Thursday, October 27, 2011

Beef Tataki and Asparagus with Egg Sauce

We had a Japanese feast at our friends’ on Saturday. Both Marcus and Tracy are avid cook and they have whipped up a lot of fabulous food for us over the years we have known them. Tracey is also very wicked with her puddings.

The recipes below have been kindly supplied by Tracey (she is a MasterChef material, this girl).

Beef Tataki
400g Beef Eye Fillet
Salt & Pepper
Vegetable Oil
1 spring onion
Heat a little oil in a heavy-based frying pan over a high heat.  Season the beef with salt and pepper and cook, searing all sides of the beef (about 1 minute each turn), until well browned all over, then plunge into iced water to stop the cooking process.  Remove from water and pat dry with a clean tea towel.  The beef should be very rare.
Wrap the beef in cling film and put in the freezer for about 1 hour (this helps with cutting the beef). When you are ready to serve, slice the meat very thinly, then lay the slices onto a serving plate. (They used mandolin slicer when we were there  – such a good idea)
Serve with Ponzu  (Soy and Citrus Sauce) and sprinkle with spring onion.

Egg Sauce
3 egg yolks
60ml Japanese Rice Vinegar (could also use regular white wine vinegar)
1 Tablespoon Mirin 
2 teaspoons caster sugar
2 tablespoons Dashi (or water)
Put all the ingredients in a small saucepan and whisk to combine well.  Sit the pan over a low heat and stir the sauce constantly for 3-4 minutes, or until smooth and thickened.  Remove from the heat.  Chill.  Serve chilled with cooked, chilled asparagus.

We had stuffed ourselves senseless that evening – as before the above mains, we also had three other finger food dishes. Notice the serviettes? Lovely, aren't they?

Note: Dashi is Japanese soup stock – but basically you can use any stock. Ponzu, Mirin and rice vinegar can be easily bought from Asian groceries or International food isle in your local supermarkets. We bought ours (except Ponzu) from Countdown & New World. If you cannot find Mirin, you can use half-half sake and sugar (or even white wine and sugar). If you cannot find Ponzu, you can make your own using one part soy sauce (preferably Japanese), one part rice vinegar and lemon juice. You can add a bit of Mirin if you like. Enjoy!
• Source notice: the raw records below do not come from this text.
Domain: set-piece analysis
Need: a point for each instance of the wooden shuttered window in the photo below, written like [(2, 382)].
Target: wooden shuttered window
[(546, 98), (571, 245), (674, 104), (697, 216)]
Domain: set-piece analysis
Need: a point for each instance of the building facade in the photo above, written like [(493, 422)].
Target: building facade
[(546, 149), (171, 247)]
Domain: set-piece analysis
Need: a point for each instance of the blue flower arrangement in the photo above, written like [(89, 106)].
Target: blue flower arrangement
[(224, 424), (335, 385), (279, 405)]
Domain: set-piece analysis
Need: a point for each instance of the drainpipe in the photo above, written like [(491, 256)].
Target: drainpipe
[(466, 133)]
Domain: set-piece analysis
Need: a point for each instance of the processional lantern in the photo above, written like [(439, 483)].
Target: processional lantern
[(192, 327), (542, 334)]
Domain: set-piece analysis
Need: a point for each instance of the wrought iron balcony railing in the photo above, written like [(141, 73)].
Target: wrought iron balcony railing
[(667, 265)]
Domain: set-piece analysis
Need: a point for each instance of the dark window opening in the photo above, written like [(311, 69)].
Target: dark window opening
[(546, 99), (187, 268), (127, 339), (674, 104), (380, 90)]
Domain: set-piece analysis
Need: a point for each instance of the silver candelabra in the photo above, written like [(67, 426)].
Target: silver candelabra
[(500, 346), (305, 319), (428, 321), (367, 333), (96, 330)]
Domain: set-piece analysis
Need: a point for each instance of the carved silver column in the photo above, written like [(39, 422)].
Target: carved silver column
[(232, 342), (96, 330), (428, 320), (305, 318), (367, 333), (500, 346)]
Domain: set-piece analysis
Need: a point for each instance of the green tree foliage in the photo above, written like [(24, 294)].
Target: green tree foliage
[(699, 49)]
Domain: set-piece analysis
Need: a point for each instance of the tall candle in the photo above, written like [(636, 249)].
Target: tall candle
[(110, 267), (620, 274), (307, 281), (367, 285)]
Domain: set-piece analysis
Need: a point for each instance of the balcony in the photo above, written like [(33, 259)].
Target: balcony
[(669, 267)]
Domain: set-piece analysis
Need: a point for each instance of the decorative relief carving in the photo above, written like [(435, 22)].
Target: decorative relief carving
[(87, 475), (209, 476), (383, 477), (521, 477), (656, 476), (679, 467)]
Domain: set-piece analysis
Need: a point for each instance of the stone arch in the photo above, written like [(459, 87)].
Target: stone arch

  1. Not a good time of the year for fresh asparagus here (don't eat frozen) but I will certainly make a note of this recipe. Any suggestions for a substitute? I can get Ponzu etc so that is not a problem.
    Today I enjoyed Garlic stems with thinly sliced beef.

  2. You can try broccoli or broccolini (it's early spring here in New Zealand so we have ample supply of fresh asparagus).